TEST_R2#sho ip bgp nei 1.1.1.1 routes
BGP table version is 8, local router ID is 172.19.1.1
Status codes: s suppressed, d damped, h history, * valid, > best, i - internal,
              r RIB-failure, S Stale, m multipath, b backup-path, f RT-Filter,
              x best-external, a additional-path, c RIB-compressed,
Origin codes: i - IGP, e - EGP, ? - incomplete
RPKI validation codes: V valid, I invalid, N Not found

     Network          Next Hop            Metric LocPrf Weight Path
r>  1.1.1.1/32       1.1.1.1                  0             0 65001 ?
*>  172.16.1.0/24    1.1.1.1                  0             0 65001 i
*>  172.17.1.0/24    1.1.1.1                  0             0 65001 i
*   192.168.0.0/30   1.1.1.1                  0             0 65001 ?

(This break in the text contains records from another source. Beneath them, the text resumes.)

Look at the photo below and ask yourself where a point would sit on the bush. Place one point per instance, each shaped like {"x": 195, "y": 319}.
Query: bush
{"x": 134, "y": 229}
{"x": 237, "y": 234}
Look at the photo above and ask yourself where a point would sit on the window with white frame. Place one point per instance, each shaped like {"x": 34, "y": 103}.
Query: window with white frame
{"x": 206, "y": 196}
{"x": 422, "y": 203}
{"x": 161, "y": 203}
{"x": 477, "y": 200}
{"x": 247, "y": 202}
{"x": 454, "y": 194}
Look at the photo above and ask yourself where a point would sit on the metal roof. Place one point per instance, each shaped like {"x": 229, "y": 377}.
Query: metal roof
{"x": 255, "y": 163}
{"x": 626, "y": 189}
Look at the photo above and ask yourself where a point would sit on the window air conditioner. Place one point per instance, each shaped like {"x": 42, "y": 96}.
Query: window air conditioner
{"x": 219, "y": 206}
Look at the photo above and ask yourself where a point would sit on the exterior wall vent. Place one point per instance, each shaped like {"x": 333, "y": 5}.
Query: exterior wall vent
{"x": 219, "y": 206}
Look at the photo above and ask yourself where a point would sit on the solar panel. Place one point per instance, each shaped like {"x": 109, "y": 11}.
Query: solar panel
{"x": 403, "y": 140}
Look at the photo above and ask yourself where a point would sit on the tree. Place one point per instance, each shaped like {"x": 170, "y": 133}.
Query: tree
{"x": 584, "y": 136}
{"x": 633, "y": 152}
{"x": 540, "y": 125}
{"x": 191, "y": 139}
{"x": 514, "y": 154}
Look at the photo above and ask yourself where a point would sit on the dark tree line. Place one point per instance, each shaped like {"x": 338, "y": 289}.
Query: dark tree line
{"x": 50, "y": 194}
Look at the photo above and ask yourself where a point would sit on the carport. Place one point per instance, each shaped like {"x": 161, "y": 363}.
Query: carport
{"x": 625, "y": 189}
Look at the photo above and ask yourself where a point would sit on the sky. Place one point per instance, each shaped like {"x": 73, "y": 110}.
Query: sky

Total number of prefixes 4


packetherder

First one is pre-filtering and the other post, iirc.

Ironman

So Routes-Received shows routes placed in the routing table and just routes shows all routes learned?

wintermute000

No.... not what he said

To recap:
http://ccie-in-3-months.blogspot.com/2008/04/bgp-how-to-display-incomingoutgoing.html


IMO this is pretty much the only advantage to soft-reconfiguration inbound vs route-refresh

Ironman

Quote from: wintermute000 on August 07, 2015, 05:48:17 PM
No.... not what he said

To recap:
http://ccie-in-3-months.blogspot.com/2008/04/bgp-how-to-display-incomingoutgoing.html


IMO this is pretty much the only advantage to soft-reconfiguration inbound vs route-refresh

Ahhhh, thanks for the link! So the show routes command shows just what was placed into the routing table vs the received-routes which shows all routes received and has indicators showing how BGP treats that prefix. Thanks for the clarification!

srg

Quote from: Ironman on August 07, 2015, 08:00:58 PM
Quote from: wintermute000 on August 07, 2015, 05:48:17 PM
No.... not what he said

To recap:
http://ccie-in-3-months.blogspot.com/2008/04/bgp-how-to-display-incomingoutgoing.html


IMO this is pretty much the only advantage to soft-reconfiguration inbound vs route-refresh

Ahhhh, thanks for the link! So the show routes command shows just what was placed into the routing table vs the received-routes which shows all routes received and has indicators showing how BGP treats that prefix. Thanks for the clarification!
No they basically show the same things with the difference that 'received-routes' are pre local filtering in adj-RIB-in and 'routes' are post local filtering from loc-RIB. Neither are not necessarily placed in the actual routing table.
som om sinnet hade svartnat för evigt.

wintermute000

yeah, drill it into your head: BGP table is NOT the routing table. BGP routes will fight it out in the BGP table before entering the RiB.
You'll come to love it and wonder why the heck other protocols don't give you this wonderful resource :) (well they sort of do, but the OSPF database is really cryptic by comparison!)

Ironman

I agree with the OSPF database being cryptic. I do like the EIGRP topology table.

Anyways, thanks the hints fellas!

burnyd

This was very confusing to me as well when I used XR for the first time.

srg

Quote from: burnyd on August 08, 2015, 10:31:24 AM
This was very confusing to me as well when I used XR for the first time.
How is this different in XR?
som om sinnet hade svartnat för evigt.